Schneiderhandwerk hat Zukunft

Schneiderhandwerk hat Zukunft

Quelle: Bernhard Bischoff

Die Manufaktur – das sind Karin Bischoff und Kathrin Baumberger, ein Team von Festangestellten und ein starkes Netzwerk von Freischaffenden. Der Funke zur Firmengründung sprang zusammen mit Bernhard Duss bei einem von der Pro Helvetia ausgeschriebenen Projektwettbewerb: Das Textiltrio entwickelte „Senti“ – ein Modelabel, das junges Design mit der alten Tradition des Ostschweizer Textilhandwerks und der Schneiderei vereint. Die Freude am Handwerk, die Liebe zum Design und das gut funktionierende Zusammenspiel liessen die Vollbluttextiler den Schritt zur Firmengründung wagen. Heute ist die Manufaktur in der ganzen Schweiz tätig und arbeitet von den beiden Schneider-Ateliers in St. Gallen und Zürich aus.

Das trend magazin traf Kathrin Baumberger und Karin Bischoff zum Interview.

Wie ist die Manufaktur entstanden?

Kathrin: Karin und ich kennen uns eigentlich seit der Berufsschule, haben uns aber nach dem Schulabschluss aus den Augen verloren. Im Jahre 2007 trafen wir uns im Rahmen des „Sentis“-Projekts wieder. Bernhard Duss und ich haben die Kollektion im Rahmen eines Kulturförderprojektes der Pro Helvetia entworfen. Zusammen mit Karin konnten wir dazumal das Design umsetzten. Dabei stellten wir fest, dass wir sehr gut zusammen arbeiten.

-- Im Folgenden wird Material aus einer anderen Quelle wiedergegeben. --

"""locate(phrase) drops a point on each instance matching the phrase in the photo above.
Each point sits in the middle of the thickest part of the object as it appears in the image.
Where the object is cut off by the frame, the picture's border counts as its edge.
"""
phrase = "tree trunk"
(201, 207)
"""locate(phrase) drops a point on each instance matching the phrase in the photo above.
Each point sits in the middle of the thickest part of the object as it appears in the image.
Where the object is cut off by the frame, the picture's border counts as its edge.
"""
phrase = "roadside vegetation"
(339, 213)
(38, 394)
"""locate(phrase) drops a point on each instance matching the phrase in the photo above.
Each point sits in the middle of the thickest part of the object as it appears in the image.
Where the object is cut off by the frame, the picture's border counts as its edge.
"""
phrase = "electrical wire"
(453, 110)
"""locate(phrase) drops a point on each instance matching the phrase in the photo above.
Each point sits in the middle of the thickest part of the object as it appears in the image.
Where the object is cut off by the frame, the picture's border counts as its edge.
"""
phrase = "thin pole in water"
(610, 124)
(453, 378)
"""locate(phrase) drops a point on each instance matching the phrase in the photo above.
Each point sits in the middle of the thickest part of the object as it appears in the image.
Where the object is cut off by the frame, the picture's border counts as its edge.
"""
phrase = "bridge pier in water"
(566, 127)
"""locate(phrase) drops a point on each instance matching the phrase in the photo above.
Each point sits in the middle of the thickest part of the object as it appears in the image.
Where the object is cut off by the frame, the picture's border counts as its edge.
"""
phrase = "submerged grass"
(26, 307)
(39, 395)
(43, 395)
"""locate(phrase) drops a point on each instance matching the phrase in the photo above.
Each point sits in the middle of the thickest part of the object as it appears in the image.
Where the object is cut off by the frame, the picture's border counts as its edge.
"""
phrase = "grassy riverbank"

Karin: Am Anfang waren wir zu viert, jetzt noch zu dritt. Die Geschäftsleitung obligt Kathrin und mir. Zuvor waren wir alle schon selbstständig bis die Idee kam, unsere eigene Selbstständigkeit aufzulösen und alles in die Manufaktur GmbH zu stecken.

Woher kommt eure Faszination für das Schneiderhandwerk?

Kathrin: Ich bin schon in der Schule sehr gerne in die Handarbeit gegangen und auch in der Freizeit viel genäht. Ich denke, wenn man etwas wirklich gerne macht, dann möchte man es auch richtig machen und sich weiterentwickeln.

Karin: Auch ich habe schon immer sehr viel genäht und bin mit Textilien aufgewachsen. Für mich ist das eine Materie, die einfach zu mir gehört. Deshalb war es für mich schnell klar, dass es beruflich in diese Richtung gehen muss.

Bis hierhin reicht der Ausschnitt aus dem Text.